Yankees 3, Tigers 0: Brieske battles, bats baffled by Luis Severino

Bless You Boys

Beau Brieske gave the Tigers every opportunity to win on Saturday in the Bronx, but another ghastly performance by the offense betrayed him as the Yankees took the second game of the series 3-0.

As we’ve seen in his seven major league starts prior to Saturday’s outing in New York, Beau Brieske has an odd predilection for giving up a home run to the first batter he faces, often on the first pitch. Hard to explain that one, but it happened again in this one. The very first pitch he threw was clubbed for a solo shot to right center field by Aaron Judge. This time it was a fastball rather than the slider.

After than auspicious start, it was understandable if the dread of another absolute shellacking crept into fans’ minds. However, Brieske showed outstanding composure and improvements in his slider both, and settled in from there to pitch a really good game.

After the Judge homer, Josh Donaldson grounded out, and Anthony Rizzo lined out to Derek Hill in center field. Giancarlo Stanton then made a big for a line drive homer to straightaway center field. Hill raced back and leapt up the wall, momentarily hauling the drive into his glove before slamming into the wall, which then dislodged the ball back into the field of play for a double. Gleyber Torres flew out to right field to end the inning.

Starting with Torres, Brieske would go on to retire nine in a row. He struck out Joey Gallo in the second, whiffed Donaldson on a nasty 96 mph heater up and in to end the third inning, and then punched out Stanton on a whiff at a fourseamer with one out in the fourth. Brieske walked Torres next, but got Gallo again with a fastball away in the zone. Same story in the fifth as the Tigers rookie starter punched out Isaiah Kiner-Falefa to start the inning and quickly retired Kyle Higashioka and Aaron Hicks. Brieske’s pitch count was still in good shape, and he’d given his club every opportunity to get in the game.

They did not get into the game.

A second inning leadoff single by Miguel Cabrera would be the only knock the Tigers would record on the day. Luis Severino is a really good starting pitcher, but the Tigers turned him into Gerrit Cole 2.0 in this one as the big right-hander racked up 10 strikeouts to just a single and a walk allowed. Javier Báez continued to look like a complete lemon of a purchase, striking out swinging in all three putrid at-bats on the day.

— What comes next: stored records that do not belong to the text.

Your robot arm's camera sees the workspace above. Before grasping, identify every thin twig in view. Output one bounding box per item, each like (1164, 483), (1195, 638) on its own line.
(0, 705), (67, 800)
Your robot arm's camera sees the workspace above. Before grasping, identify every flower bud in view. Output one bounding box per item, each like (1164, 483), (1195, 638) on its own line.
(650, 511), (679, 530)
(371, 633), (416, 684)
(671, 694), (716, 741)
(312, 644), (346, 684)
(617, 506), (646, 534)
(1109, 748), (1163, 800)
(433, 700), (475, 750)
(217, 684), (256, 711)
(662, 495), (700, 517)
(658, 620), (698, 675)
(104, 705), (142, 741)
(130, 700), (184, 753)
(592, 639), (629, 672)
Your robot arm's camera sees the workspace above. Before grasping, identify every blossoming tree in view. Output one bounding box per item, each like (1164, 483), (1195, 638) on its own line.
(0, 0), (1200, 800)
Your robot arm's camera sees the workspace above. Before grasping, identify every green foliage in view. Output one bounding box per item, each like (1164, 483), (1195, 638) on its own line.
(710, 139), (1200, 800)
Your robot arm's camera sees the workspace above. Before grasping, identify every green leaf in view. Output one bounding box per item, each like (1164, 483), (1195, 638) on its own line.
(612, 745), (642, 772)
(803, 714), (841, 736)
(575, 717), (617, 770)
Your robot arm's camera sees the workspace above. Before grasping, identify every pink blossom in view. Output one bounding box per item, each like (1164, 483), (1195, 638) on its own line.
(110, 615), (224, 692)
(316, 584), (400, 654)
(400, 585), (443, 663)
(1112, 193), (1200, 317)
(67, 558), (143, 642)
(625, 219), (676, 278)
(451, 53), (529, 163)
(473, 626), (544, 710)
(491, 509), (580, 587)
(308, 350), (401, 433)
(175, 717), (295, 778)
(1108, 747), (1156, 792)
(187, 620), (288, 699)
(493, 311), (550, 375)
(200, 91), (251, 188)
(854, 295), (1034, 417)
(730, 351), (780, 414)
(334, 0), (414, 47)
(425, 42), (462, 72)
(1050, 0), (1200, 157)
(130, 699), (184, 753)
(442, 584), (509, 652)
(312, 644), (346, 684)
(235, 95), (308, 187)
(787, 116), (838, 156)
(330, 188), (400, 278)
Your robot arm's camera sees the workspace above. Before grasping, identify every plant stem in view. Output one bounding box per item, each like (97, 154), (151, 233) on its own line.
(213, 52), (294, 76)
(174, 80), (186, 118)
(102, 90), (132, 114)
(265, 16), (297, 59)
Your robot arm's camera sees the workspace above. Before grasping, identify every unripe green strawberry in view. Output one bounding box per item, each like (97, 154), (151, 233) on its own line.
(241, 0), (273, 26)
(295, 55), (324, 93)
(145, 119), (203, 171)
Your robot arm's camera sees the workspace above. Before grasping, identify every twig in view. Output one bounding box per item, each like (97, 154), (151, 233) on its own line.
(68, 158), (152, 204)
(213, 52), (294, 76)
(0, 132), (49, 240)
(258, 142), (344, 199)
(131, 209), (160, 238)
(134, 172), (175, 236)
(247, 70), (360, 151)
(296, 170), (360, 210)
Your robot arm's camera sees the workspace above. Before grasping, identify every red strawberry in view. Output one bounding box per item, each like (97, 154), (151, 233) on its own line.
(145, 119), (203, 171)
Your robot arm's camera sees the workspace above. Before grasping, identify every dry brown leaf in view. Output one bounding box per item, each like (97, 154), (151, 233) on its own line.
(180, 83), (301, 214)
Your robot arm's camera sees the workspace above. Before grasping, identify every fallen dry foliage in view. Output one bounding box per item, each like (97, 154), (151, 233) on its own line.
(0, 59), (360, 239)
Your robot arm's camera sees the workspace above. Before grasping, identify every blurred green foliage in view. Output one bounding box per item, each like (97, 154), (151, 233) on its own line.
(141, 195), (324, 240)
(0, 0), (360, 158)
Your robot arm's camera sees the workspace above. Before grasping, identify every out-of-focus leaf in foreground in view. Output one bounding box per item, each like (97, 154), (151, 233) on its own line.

Meanwhile, seeing that Brieske was going to get no help at all, the Yankees finally managed to get to him again in the sixth as Anthony Rizzo ambushed a first pitch slider for a solo shot of his own. Brieske against bounced back, freezing Stanton with a pair of sliders, one of them a rather generous call after Stanton complained about a good call on the edge for the second strike, to end his outing in style.

As we all know, pitching is not the Tigers problem. Brieske finished with 6.0 IP, 2 ER, 3 H, BB, 7 SO, throwing 52 or 83 pitches for strikes. Very good day for Beau Brieske, as he racked up 11 whiffs against the latest incarnation of the Bronx Bombers. Another terrible day for the hitters.

Jason Foley pitched a nice seventh inning with one strikeout, while Joe Jiménez was a little overly cautious of the Yankees’ lineup, walking two around a seeing eye single from Aaron Hicks. A sacrifice fly from Donaldson gave the Yankees their third run, but Andrew Chafin came in to stop the bleeding and got the Tigers out of the inning without another run crossing the plate.

The offense went down quietly again in the top of the ninth against Clay Holmes, and the Tigers had their second straight loss.

If there’s a positive in this one, it was certainly Brieske’s performance. His fastball command was sharp, his velo was strong, and most importantly, the tweaks to his slider that he and Chris Fetter are working on seem to be paying dividends.

The Tigers will try to avoid the sweep on Sunday afternoon as Rony Garcia (0-1, 4.70 ERA) takes on lefty Jordan Montgomery (1-1, 3.04 ERA) at 11:35 a.m. EDT. The game will only be broadcast on the Peacock, NBC’s streaming service, as the march from irritating cable packages, to needing 10 different streaming apps to watch everything continues. Hurray.